The director general of Cop28 has called for the event to propel the world back on track to achieve the goals of the Paris Agreement on climate change. The conference, set to take place in November and December 2023 at Dubai Expo City, will be the second successive UN climate change conference to be held in the Middle East, following Cop27 in Egypt in November 2022.
Majid Al Suwaidi, who is also special representative to Cop28 in the Office of the Special Envoy for Climate Change of the UAE, said he was confident the conference would deliver "big results" by bringing together governments, the private sector, civil society, and non-state actors.
"We’re saying at the Cop of the Emirates we need to take huge leaps forward because we need to get back on track," said Mr Al Suwaidi.
He highlighted that Cop28 will host the global stock take, which would likely show that the world was off-target to meet the goals of the Paris Agreement, which aimed to limit global temperature rises to 1.5°C above pre-industrial levels. He said "ambitious action in mitigation" was needed.
Wealthier nations have been set a target of providing $100 billion a year to support developing countries in their transition to low-carbon economies but current contributions have fallen well short.
"For that, it’s very clear that we need to deliver real, pragmatic outcomes, practical solutions, that will get us back on track to achieving less than 1.5°C, and the financial targets of 100 billion plus," Mr Al Suwaidi told delegates at a session moderated by Larry Madowo, a CNN correspondent.
Another focus is delivering a global goal in helping the world adapt to the consequences of climate change, which are becoming increasingly apparent.
"In the past, the effects of climate change were seen off in the future," said Mr Al Suwaidi, former UAE ambassador to Spain. Today we see it with flooding, with hurricanes, with tropical storms, and we see the poorest people are the ones most impacted. We need to address this today and this makes sense for everybody."

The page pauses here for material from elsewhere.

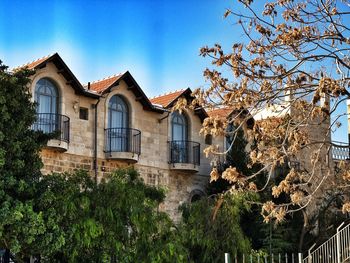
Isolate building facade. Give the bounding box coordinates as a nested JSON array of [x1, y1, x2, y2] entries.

Another priority of Cop28 is to deliver on commitments at Cop27 over loss and damage, with an agreement struck at the Sharm El Sheikh conference over how wealthier nations would support developing countries over the harm caused by climate change.
"We really believe this is the year where we have to get serious in looking at how do we improve, how finance is getting to real projects on the ground. How can we make a difference?" he said.
"How can we look at reform of the international financial institutions? How can we look at reform of the MDBs [Multilateral Development Banks]? What can we be doing to mobilize finance more broadly?"
The director general emphasized that business, civil society, and non-state actors should all be given the chance to make a contribution at Cop28, adding that "everybody is welcome" at "the Cop of the Emirates".
"We can’t just have incremental change. We need to have step-change, significant outcomes that can bridge this gap," he said.
"Any policy decision, any investment decision, any project decision has to be made today to have an impact on changing our trajectories to meet our 2030 goals."
The Middle East is well positioned to become a key player in the global transition to clean energy. The region's investment in renewables may be more effective than in nature-based solutions such as afforestation, which would likely be of greater value in other regions. The director general said the UAE was "very excited with what we can do this year" and emphasized that the region could become an important contributor of renewable energy and related technology to other parts of the world.
Paddy Padmanathan, the Vice Chairman and CEO of Acwa Power Company, the Middle East has proven itself to be capable of investing on a large scale to provide energy security to the world. With the help of new technologies, this investment capability will be utilized to reduce the carbon footprint of fossil fuels while also investing in renewable fields, including green hydrogen.
Although the Middle East is coming late to the renewable energy investment game, Padmanathan notes that the region is now investing at scale. He believes that the Middle East could become a crucial contributor to renewable energy and its associated technologies globally, as demonstrated by current feasibility studies involving Europe, India, and Africa.
He further states that the Middle East will play a significant role in the energy transition, both out of a sense of responsibility and because of the compelling value proposition of investing in renewable energy. Despite concerns over the cost of this transition, he argues that it is the most significant economic opportunity the world has ever seen.
While there may be winners and losers during the energy transition, those who do not act quickly will be the losers. However, due to the massive scale of opportunity and the potential rewards, he believes that everyone will ultimately be compelled to participate. With large amounts of money ready to be invested in various renewable energy projects, He is confident that the required level of funding will be delivered, despite any perceived shortfalls in green investment.